Nadie niega hoy en día la definición constitucional del Estado como ‘social’ ni tampoco que los poderes públicos tienen entre sus funciones la de ocuparse de proporcionar a la ciudadanía las correspondientes prestaciones sociales y, en particular, las pensiones. Sin embargo, luego se llevan a cabo políticas y se adoptan decisiones desde las instituciones, en especial desde el Gobierno, que no solo no concuerdan con lo que podría considerarse el espíritu del Estado social sino que contradicen frontalmente tanto el espíritu como la letra de las propias disposiciones constitucionales en materia de protección social.

Así, y sin entrar en detalles pormenorizados, hay una orientación común en todas ellas que conduce inevitablemente a la reducción progresiva del nivel de protección social en general y, en particular, en relación con las pensiones. En este contexto hay que encuadrar las medidas relativas al 0,25%, al denominado factor de sostenibilidad o a la desvinculación del IPC como índice de referencia en la determinación de las pensiones, lo que tiene como consecuencia inevitable la reducción progresiva de su poder adquisitivo. Se justifican todas estas medidas con el argumento de la sostenibilidad del sistema de protección social público, que entraría en quiebra de mantenerse el nivel de gastos actuales y no aplicarse las medidas correctoras que se vienen adoptando. También hay otros argumentos más pintorescos, como el del gobernador del Banco de España, que nos ha sorprendido al recordarnos que al evaluar la cuantía de las pensiones hay que tener en cuenta que la mayoría de los pensionistas tienen casa propia; y las declaraciones del propio ministro de Hacienda, que no duda en tachar de anticuada la referencia del IPC en la determinación de la cuantía de las pensiones, lo que sin duda nos coloca en una posición más avanzada en relación con nuestros vecinos, los pobres y atrasados europeos, que siguen manteniendo esta referencia orientativa para evitar que las pensiones pierdan poder adquisitivo. Aunque no es posible en estas líneas entrar a discutir sobre cada una de las razones, con las que se pretende justificar las medidas restrictivas en materia de pensiones, sí es posible rebatir las principales; en particular, las referidas a la insuficiencia de recursos y al exceso de gastos en relación con la protección social. Y a este respecto, baste reseñar que sólo con obtener unos ingresos fiscales en relación con el PIB equiparables a los que obtienen los países europeos de nuestro entorno y, asimismo, dedicar a gasto social un porcentaje equiparable también al de nuestros vecinos europeos, se cubrirían una buena parte de las necesidades sociales, entre ellas las pensiones.

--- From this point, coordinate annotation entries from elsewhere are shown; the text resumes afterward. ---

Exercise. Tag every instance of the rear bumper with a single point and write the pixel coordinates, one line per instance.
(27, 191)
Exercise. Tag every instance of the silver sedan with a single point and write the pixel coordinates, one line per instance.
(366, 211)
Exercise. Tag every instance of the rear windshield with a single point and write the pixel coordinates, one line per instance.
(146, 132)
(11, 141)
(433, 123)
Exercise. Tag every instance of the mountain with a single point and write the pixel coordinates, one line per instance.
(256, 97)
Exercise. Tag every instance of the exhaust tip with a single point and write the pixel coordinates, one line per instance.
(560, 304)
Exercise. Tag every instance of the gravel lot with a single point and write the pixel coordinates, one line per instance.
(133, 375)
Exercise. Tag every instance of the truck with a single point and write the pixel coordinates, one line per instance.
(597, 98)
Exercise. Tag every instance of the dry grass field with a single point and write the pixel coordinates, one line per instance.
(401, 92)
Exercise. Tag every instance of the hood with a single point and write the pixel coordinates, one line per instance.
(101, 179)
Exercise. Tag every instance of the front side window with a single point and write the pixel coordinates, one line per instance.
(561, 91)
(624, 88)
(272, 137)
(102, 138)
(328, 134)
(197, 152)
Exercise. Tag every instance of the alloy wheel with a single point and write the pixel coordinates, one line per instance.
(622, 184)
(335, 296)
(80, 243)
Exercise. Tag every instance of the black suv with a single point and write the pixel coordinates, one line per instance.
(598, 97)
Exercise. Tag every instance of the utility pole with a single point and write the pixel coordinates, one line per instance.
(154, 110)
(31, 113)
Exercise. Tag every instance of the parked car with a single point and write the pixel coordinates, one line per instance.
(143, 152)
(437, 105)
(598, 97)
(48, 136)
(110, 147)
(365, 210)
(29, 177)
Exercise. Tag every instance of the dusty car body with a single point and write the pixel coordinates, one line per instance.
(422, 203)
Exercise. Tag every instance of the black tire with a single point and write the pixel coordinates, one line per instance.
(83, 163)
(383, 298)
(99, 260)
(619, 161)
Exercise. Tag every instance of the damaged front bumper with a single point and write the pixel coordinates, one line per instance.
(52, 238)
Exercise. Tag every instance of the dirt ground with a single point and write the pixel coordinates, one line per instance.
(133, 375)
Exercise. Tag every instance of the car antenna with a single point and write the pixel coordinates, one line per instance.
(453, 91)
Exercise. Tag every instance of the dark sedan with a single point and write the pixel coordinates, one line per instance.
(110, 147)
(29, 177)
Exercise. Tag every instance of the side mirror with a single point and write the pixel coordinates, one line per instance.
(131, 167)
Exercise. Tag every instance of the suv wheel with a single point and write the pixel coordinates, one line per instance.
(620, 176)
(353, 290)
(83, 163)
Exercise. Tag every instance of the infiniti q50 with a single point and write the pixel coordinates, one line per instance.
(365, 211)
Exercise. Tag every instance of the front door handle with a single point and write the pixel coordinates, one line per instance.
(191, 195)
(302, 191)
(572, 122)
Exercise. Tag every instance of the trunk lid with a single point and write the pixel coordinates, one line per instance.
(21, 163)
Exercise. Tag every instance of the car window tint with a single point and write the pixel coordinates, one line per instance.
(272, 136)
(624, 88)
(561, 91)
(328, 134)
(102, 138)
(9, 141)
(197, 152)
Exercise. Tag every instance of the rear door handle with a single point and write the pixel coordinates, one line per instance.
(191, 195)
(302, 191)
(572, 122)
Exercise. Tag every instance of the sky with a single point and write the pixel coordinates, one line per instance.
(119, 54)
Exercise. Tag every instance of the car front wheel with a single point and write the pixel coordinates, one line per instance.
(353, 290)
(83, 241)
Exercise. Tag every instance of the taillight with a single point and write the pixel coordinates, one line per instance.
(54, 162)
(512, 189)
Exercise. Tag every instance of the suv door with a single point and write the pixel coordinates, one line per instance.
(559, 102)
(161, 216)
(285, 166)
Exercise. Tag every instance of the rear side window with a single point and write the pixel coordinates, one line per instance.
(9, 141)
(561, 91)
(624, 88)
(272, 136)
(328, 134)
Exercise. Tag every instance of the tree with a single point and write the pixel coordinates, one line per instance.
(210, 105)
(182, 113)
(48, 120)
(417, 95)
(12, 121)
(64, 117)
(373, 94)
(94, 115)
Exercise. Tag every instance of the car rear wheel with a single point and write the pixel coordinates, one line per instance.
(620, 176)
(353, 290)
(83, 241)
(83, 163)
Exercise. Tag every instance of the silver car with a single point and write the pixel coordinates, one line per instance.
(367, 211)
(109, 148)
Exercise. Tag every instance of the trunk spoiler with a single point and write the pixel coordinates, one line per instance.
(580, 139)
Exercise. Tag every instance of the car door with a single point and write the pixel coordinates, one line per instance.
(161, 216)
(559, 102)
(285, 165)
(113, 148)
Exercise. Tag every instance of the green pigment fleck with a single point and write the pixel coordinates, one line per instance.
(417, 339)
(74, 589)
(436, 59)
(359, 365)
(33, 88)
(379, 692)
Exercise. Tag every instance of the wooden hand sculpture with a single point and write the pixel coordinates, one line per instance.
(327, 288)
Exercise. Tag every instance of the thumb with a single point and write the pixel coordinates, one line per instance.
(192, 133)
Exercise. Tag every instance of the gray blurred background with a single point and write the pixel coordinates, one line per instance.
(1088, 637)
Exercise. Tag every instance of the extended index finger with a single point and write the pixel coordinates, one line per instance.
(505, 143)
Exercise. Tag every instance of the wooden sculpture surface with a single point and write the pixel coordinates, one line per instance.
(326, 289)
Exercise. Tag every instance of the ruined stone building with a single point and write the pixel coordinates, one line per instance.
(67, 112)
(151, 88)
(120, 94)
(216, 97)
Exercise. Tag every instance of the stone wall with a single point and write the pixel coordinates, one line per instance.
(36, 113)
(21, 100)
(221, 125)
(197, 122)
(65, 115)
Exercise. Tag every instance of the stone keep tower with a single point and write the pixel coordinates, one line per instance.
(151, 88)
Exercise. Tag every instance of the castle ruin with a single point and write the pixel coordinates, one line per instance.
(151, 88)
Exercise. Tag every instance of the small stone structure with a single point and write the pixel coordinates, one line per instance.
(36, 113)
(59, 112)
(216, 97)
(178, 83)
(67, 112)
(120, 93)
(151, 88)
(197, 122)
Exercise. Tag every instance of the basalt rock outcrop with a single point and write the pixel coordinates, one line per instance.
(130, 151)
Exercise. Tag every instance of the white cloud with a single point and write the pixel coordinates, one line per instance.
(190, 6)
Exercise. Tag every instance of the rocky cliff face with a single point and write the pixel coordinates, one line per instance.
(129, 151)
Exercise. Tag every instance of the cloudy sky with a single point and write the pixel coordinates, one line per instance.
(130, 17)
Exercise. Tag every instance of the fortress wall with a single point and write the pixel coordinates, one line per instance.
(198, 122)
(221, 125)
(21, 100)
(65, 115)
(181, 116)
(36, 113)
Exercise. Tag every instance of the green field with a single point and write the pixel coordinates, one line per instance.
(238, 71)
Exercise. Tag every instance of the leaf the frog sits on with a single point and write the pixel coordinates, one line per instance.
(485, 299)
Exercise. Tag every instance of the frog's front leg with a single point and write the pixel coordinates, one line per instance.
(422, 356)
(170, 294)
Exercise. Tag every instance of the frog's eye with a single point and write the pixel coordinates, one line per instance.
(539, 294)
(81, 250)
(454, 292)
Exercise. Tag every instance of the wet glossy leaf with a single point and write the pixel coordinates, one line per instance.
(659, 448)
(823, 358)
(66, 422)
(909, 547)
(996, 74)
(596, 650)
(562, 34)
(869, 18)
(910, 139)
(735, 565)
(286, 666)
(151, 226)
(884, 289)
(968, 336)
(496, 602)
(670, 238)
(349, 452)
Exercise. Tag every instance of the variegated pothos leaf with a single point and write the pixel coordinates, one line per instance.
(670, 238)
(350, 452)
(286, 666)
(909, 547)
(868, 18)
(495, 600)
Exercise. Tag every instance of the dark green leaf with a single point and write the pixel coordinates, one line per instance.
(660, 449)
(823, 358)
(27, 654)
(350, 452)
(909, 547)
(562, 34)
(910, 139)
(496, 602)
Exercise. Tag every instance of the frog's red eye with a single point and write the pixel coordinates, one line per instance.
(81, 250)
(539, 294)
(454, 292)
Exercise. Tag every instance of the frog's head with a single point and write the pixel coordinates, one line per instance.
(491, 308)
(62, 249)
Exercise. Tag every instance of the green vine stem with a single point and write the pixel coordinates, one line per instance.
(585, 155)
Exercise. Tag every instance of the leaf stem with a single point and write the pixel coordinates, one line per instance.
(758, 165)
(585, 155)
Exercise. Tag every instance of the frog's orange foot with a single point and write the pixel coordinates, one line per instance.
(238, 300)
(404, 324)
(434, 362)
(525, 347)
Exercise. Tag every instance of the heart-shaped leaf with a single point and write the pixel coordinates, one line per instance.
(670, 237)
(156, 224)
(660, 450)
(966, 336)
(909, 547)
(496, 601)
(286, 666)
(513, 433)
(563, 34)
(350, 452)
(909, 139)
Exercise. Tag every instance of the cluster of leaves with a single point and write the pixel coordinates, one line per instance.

En cualquier caso, se trata de un mandato constitucional que obliga a los poderes públicos. Ante ello, la cuestión no es cómo se eluden las obligaciones o cómo se justifica el incumplimiento de los deberes constitucionales. Por el contrario, de lo que se trata es de determinar cómo ponemos los medios adecuados para obtener los recursos suficientes para cumplir las obligaciones constitucionales, lo que no solo es posible sino que es obligado; y, seguidamente, cómo se distribuyen esos recursos para destinar las cantidades necesarias a los fines propios del Estado social; entre ellos la protección social y el sistema de pensiones.